2024年03月21日

森鷗外の「雁」について

 高利貸末造の妾になったお玉が、東大生の岡田に片思いするという物語である。鳥籠に入った蛇を退治してもらったことで、お玉の岡田への思いは深まる。いい生活をさせてもらっていても、妾奉公しているお玉は、鳥籠に閉じこめられた小鳥である。そんな自分を外に連れ出してくれるのではという甘い期待に、お玉はとらわれているのである。
 一方、岡田はお玉には興味がなく、片思いされても迷惑にしか感じない。ドイツ留学が決まっているからである。ある日、岡田は狙われている雁を逃がそうとして石を投げ、かえって首に当てて殺してしまう。雁はお玉の象徴であり、偶然のいたずらによって、彼女の魂は悶えるのである。

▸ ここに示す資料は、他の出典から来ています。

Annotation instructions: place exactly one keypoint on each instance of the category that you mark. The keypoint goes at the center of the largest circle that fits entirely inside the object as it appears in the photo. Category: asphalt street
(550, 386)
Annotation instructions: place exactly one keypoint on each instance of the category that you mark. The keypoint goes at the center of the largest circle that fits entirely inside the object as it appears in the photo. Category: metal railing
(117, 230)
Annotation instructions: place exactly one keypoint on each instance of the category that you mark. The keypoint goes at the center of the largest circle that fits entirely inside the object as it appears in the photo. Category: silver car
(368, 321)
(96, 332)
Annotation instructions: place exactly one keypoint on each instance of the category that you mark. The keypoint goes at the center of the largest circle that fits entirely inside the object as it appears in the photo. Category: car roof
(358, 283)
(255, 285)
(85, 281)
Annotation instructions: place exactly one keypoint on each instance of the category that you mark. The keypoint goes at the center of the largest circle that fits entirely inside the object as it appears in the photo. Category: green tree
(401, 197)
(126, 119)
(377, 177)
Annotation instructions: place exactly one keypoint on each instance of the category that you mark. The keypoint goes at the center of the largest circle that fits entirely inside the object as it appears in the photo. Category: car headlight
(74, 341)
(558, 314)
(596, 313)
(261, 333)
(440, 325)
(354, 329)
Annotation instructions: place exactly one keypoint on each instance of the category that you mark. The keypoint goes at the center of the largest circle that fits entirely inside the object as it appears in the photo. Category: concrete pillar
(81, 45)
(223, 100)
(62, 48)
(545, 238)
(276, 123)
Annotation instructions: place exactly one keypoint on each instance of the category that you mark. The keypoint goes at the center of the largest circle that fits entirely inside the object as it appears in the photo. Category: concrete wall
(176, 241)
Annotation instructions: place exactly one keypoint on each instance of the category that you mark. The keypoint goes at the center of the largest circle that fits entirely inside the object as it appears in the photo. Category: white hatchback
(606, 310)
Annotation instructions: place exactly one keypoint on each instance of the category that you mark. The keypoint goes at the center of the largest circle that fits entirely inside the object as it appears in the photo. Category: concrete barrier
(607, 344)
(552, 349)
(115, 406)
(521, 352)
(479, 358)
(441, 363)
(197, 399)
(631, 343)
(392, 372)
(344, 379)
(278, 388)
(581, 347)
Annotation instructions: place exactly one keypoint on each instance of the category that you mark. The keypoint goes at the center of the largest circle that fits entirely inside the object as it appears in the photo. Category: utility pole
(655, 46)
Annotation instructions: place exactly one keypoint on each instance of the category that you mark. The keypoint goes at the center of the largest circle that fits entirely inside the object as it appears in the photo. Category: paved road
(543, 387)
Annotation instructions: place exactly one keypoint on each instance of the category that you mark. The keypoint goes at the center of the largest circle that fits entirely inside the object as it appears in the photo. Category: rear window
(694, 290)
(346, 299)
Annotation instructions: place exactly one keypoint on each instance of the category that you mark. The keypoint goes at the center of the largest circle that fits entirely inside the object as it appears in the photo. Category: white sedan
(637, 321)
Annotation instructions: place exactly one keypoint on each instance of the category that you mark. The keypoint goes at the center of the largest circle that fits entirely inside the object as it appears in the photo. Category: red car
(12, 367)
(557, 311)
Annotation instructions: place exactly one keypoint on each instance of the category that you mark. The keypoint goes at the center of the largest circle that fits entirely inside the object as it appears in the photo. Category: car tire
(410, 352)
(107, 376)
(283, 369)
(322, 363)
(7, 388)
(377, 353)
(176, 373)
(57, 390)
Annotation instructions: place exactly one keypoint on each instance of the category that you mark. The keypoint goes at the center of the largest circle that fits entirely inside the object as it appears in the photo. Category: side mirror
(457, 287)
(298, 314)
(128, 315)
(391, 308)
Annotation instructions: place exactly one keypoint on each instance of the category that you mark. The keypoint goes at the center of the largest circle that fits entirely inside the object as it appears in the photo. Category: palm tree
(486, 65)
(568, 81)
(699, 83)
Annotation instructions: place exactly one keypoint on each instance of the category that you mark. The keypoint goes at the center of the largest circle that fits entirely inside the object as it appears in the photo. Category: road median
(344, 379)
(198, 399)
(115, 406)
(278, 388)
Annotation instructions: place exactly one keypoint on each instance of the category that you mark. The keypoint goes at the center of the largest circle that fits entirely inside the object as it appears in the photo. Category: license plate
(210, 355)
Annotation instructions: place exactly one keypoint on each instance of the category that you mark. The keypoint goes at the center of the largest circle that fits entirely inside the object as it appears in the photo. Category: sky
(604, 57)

 この小説は明治の末、二十世紀初めに書かれたわけだが、十九世紀の小説によく見られる全知視点で描かれている。現代小説だったら、お玉の視点、もしくは岡田の視点から描かれるはずだ。三人称限定視点で描かれることになるだろう。神の視点とも呼ばれる全知視点では、読者が主人公と同化して物語世界を体験できないので、三人称限定視点を取ることが多いのである。
 ただ、「雁」には語り手の「僕」が登場する。したがって、これは一人称小説でもあるわけだが、僕が知り得ないはずの、お玉の父や末造との関係にまで言及している。一人称小説のダブーを冒しているのである。僕が知り得たことしか、一人称の語りでは表現できないはずなのに。
 その欠点について、鷗外自身も気づいていたのだろう。語り手の「僕」がお玉と知り合って聞いたことで、居合わさなかった場面についても語れたという言い訳をしている。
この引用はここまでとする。